You don’t walk into Sky Bar By Lebua, State Tower—you emerge into it.
There’s no transition. No warm-up. Just you, the skyline, and a bar glowing orange like it was ripped out of a Ridley Scott film and dropped onto the edge of the earth.
It should be chaotic. But it’s not.
It’s curated. Controlled. Calm, in a way only places that know they’re the center of the universe can afford to be.
To your right, the golden dome glints under the moonlight like something holy.To your left, Bangkok spills out beneath you—rivers, towers, heat, and movement. But up here? It’s quiet. A whisper wrapped in neon.
And dead center: the bar.
Sky Bar by Lebua, State Tower isn’t just one of the highest rooftop bars in the world—it’s a character in its own story. A bar with credits in a Hollywood blockbuster (The Hangover Part II), a signature cocktail born from that film’s chaos, and a reputation that hangs heavy with altitude and attitude.
You ask for the Hangovertini—because how could you not?
Gin. Green tea vermouth. A swirl of rosemary honey and crisp apple.
It tastes like someone distilled the memory of your wildest night and then dared you to drink it before making the same mistakes all over again.
The LED-lit counter pulses around you—colors shift every ninety seconds: violet, orange, emerald. It makes your drink look like it’s in costume. It makes everyone around you look cooler than they probably are. It makes your heartbeat line up with the light.
The crowd is a cocktail of its own—stylish couples with cameras, solo travelers nursing silence, influencers chasing golden hour, and then someone like you: in it, but not quite of it.
You take a sip. The breeze catches your collar.
The bar staff doesn’t pitch you anything—they offer. A tequila cocktail kissed with burnt orange and smoked vanilla. Then something mezcal-forward with roasted pineapple and a chili foam that lingers like a memory you don’t want to admit you miss.
These aren’t just drinks. They’re declarations.
Each one crafted with the precision of a watchmaker. Each one balanced for altitude, not ego. Thai herbs and citrus oils. Global spirits with Bangkok’s pulse running through them.
There’s no menu for this part of the night—just trust and glassware.
The bartenders don’t serve—they compose. And they don’t ask if you like it.
They already know you do.
There’s no food here. No distractions. Just drink and view.
You lean against the edge. The rail is glass. The city below looks like it’s dancing.
Someone’s laughing too loud. Someone else just proposed. And somewhere, far beneath it all, tuk-tuks still scream and street food still sizzles.
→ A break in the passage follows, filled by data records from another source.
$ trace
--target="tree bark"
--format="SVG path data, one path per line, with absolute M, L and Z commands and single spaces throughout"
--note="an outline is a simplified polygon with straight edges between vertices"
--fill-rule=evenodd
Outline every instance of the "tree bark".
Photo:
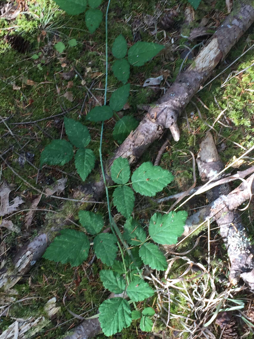
M 214 68 L 223 60 L 230 49 L 254 21 L 254 5 L 248 0 L 238 3 L 238 13 L 230 14 L 193 60 L 184 72 L 179 73 L 172 85 L 151 108 L 139 125 L 132 131 L 116 150 L 105 166 L 106 178 L 112 184 L 109 175 L 115 159 L 120 157 L 128 159 L 130 164 L 136 161 L 154 141 L 158 139 L 165 129 L 169 128 L 173 137 L 180 137 L 176 121 L 184 108 L 204 82 L 211 76 Z M 98 199 L 105 190 L 102 180 L 85 185 L 81 190 Z
M 200 144 L 196 161 L 200 177 L 204 183 L 224 167 L 210 132 L 207 133 Z M 211 201 L 218 198 L 221 194 L 228 194 L 230 191 L 229 185 L 227 183 L 208 191 L 207 196 L 208 201 Z M 226 209 L 224 210 L 226 212 Z M 231 264 L 230 282 L 233 285 L 236 285 L 241 277 L 251 290 L 254 291 L 254 250 L 238 212 L 235 210 L 228 210 L 219 217 L 215 216 L 215 219 L 220 227 L 220 235 Z

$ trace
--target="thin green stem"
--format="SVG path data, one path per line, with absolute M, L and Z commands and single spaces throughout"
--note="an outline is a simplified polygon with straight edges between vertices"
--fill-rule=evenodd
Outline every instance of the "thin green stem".
M 109 7 L 109 4 L 110 2 L 110 0 L 109 0 L 108 2 L 108 5 L 107 7 L 107 10 L 106 11 L 106 18 L 105 18 L 105 35 L 106 35 L 106 72 L 105 72 L 105 91 L 104 93 L 104 104 L 106 105 L 106 102 L 107 99 L 107 89 L 108 86 L 108 9 Z M 107 204 L 108 207 L 108 217 L 109 219 L 109 223 L 110 224 L 110 228 L 111 228 L 112 232 L 113 234 L 115 235 L 115 234 L 117 235 L 119 238 L 120 239 L 121 242 L 123 244 L 123 246 L 125 247 L 125 250 L 127 251 L 127 253 L 130 256 L 130 257 L 132 258 L 132 260 L 133 260 L 134 262 L 135 262 L 135 260 L 134 259 L 133 256 L 132 255 L 132 253 L 130 251 L 128 248 L 128 246 L 127 246 L 124 240 L 123 239 L 123 237 L 121 234 L 121 233 L 119 231 L 118 227 L 117 227 L 116 224 L 114 222 L 113 219 L 112 218 L 112 216 L 111 215 L 111 213 L 110 212 L 111 209 L 110 208 L 110 205 L 109 204 L 109 198 L 108 195 L 108 187 L 107 186 L 107 182 L 106 182 L 106 177 L 105 177 L 105 173 L 104 171 L 104 168 L 103 167 L 103 163 L 102 162 L 102 137 L 103 135 L 103 127 L 104 125 L 104 121 L 103 121 L 101 125 L 101 137 L 100 140 L 100 148 L 99 148 L 99 154 L 100 155 L 100 161 L 101 164 L 101 168 L 102 174 L 102 178 L 103 180 L 103 182 L 104 182 L 104 184 L 105 186 L 105 190 L 106 194 L 106 196 L 107 197 Z M 120 249 L 120 251 L 122 253 L 122 249 L 121 248 L 120 244 L 118 243 L 119 245 L 119 247 Z M 124 261 L 124 260 L 123 259 Z M 141 274 L 141 272 L 140 270 L 138 268 L 138 267 L 135 265 L 136 266 L 136 268 L 137 270 L 137 272 L 139 273 L 139 274 L 140 275 L 140 276 L 142 279 L 142 275 Z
But none of that touches you here.
Because this isn’t the Bangkok of chaos.
This is the Bangkok that floats. That glows. That lets you breathe.
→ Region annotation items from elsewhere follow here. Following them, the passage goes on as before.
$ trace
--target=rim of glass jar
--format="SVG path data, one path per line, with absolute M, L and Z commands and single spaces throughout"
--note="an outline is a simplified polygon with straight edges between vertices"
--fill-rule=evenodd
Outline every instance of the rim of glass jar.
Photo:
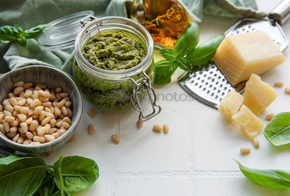
M 135 31 L 138 33 L 138 35 L 139 36 L 142 37 L 144 40 L 142 40 L 142 41 L 144 42 L 145 42 L 144 43 L 147 48 L 147 54 L 144 59 L 140 63 L 135 66 L 128 69 L 121 71 L 112 71 L 106 70 L 97 67 L 89 62 L 84 58 L 81 54 L 81 48 L 83 44 L 85 43 L 84 43 L 84 42 L 83 41 L 84 40 L 82 40 L 82 38 L 83 37 L 85 37 L 85 34 L 87 33 L 88 29 L 89 28 L 95 25 L 96 25 L 95 28 L 97 28 L 100 26 L 102 25 L 102 21 L 106 20 L 113 21 L 113 22 L 111 23 L 106 23 L 106 25 L 107 25 L 108 24 L 111 24 L 112 25 L 113 25 L 114 24 L 117 24 L 117 23 L 116 23 L 116 22 L 117 23 L 117 21 L 126 22 L 129 24 L 130 24 L 132 25 L 130 26 L 128 24 L 125 24 L 120 22 L 117 23 L 118 25 L 123 26 L 123 27 L 128 29 L 129 30 L 135 30 Z M 112 27 L 112 26 L 110 26 L 108 27 Z M 90 36 L 90 37 L 91 37 L 91 36 Z M 83 38 L 84 39 L 84 37 Z M 146 42 L 147 43 L 146 43 Z M 128 80 L 129 79 L 128 78 L 132 77 L 139 73 L 141 73 L 143 70 L 146 69 L 149 67 L 152 62 L 150 62 L 150 63 L 148 63 L 148 62 L 151 61 L 152 61 L 152 60 L 153 48 L 154 44 L 153 39 L 150 33 L 145 27 L 140 23 L 131 19 L 124 17 L 117 16 L 102 17 L 99 19 L 96 19 L 88 23 L 84 27 L 83 27 L 82 30 L 78 34 L 76 39 L 75 43 L 75 51 L 76 55 L 78 57 L 77 58 L 81 61 L 81 62 L 86 66 L 86 68 L 89 68 L 90 71 L 92 71 L 93 73 L 97 74 L 95 75 L 93 74 L 92 72 L 88 72 L 86 69 L 84 69 L 84 68 L 81 68 L 81 65 L 78 61 L 77 58 L 76 58 L 76 60 L 77 60 L 77 62 L 81 66 L 81 68 L 83 68 L 83 69 L 87 73 L 92 75 L 92 76 L 98 78 L 102 79 L 108 81 Z M 143 69 L 142 68 L 147 64 L 148 65 L 146 67 L 144 68 Z M 136 72 L 135 71 L 139 69 L 140 70 L 140 71 L 136 73 Z M 127 74 L 127 75 L 126 75 L 126 74 Z M 107 77 L 100 77 L 96 75 L 99 74 L 101 75 L 102 75 L 105 77 L 110 76 L 113 78 L 117 77 L 118 78 L 118 79 L 110 79 Z M 124 77 L 122 77 L 122 76 L 124 76 Z M 114 77 L 114 76 L 115 77 Z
You look down. You look up. You order another.
And then you remember: this is where they shot the scene.
The wolfpack. The aftermath. The myth of the lost night.
But here’s the truth the movie didn’t tell you—
Sky Bar by Lebua, State Tower doesn’t give you a hangover.
It gives you clarity.
It doesn’t get you drunk. It gets you honest.
Because somewhere between your second drink and your third silence, you start to realize—this place wasn’t built for hype.
It was built for you.
The version of you that wanted to taste what it feels like to be suspended in the sky.
The one that needed to stand still while the world kept spinning below.
The one that didn’t come looking for a drink—but found one that said, “I know who you are.”
And that’s the thing about Sky Bar.
You don’t just leave with a buzz.
You leave remembering how to feel small, tall, and alive—at the same damn time.